TextServer is essentially language neutral (although diagnostic messages are available only in English at the
present time). Internally all strings employ unicode to maximise the usefulness of the product, and the rules
defining how words are to be tokenized and indexed are established in a provided DLL. If desired rules
governing such issues as capitalisation, hyphenation, synonymns, formats and interpretation of numeric values,
dates and times, etc. may be redefined in a substitute DLL, conforming to the same TextServer interface
specification. Each text is associated with an appropriate DLL when that text is initially indexed. Thus
different texts may use very different indexing schemes, and have radically different interpretations while
being internally fully compatable with each other.

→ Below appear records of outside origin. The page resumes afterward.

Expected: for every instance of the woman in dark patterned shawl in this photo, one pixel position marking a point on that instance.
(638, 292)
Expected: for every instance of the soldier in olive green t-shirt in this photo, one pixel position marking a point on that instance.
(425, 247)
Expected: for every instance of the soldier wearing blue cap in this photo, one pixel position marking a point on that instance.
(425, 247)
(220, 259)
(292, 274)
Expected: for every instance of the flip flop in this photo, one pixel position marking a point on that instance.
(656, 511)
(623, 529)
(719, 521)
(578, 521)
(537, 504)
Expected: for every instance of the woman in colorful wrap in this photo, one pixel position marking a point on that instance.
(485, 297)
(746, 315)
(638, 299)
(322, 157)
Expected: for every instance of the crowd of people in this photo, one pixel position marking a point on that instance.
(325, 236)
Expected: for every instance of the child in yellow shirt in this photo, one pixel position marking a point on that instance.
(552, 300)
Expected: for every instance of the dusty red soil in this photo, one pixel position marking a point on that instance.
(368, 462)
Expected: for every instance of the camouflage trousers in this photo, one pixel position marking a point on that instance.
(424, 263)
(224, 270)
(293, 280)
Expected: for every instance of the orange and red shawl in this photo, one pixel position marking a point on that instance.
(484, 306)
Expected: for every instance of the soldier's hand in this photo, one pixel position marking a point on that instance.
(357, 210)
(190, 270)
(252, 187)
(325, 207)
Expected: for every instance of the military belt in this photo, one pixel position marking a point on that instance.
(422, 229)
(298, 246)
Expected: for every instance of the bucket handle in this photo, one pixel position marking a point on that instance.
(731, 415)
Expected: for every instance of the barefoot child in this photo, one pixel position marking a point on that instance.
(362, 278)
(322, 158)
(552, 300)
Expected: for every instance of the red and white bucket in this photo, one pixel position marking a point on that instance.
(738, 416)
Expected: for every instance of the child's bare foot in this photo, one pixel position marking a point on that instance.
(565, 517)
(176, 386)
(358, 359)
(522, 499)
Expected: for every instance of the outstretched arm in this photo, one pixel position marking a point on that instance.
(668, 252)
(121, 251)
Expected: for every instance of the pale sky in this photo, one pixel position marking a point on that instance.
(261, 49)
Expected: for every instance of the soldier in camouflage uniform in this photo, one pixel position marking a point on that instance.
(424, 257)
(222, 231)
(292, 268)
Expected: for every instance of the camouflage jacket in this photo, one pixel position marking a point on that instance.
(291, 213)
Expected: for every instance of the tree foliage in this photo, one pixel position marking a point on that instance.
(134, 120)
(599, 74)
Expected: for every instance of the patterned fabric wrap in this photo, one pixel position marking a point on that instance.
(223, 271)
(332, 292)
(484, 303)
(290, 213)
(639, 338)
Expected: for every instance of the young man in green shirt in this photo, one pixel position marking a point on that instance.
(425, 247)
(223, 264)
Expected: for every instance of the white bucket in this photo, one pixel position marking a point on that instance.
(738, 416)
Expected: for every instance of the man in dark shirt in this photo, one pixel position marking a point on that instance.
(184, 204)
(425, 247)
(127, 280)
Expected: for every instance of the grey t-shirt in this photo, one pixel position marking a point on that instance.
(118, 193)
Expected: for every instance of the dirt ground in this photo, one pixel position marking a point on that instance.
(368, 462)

TextServer extends the SQL2 language by providing support for functions that manipulate text and marks within
text, for converting requested fragments of text (where ever they might be found within one or more than one
text) into new relational tables which preserve the contexts between textual fragments, and for transducing
fragments of XML text into HTML or other encodings, based on rules that may be encoded either within strings,
or if desired within external text files.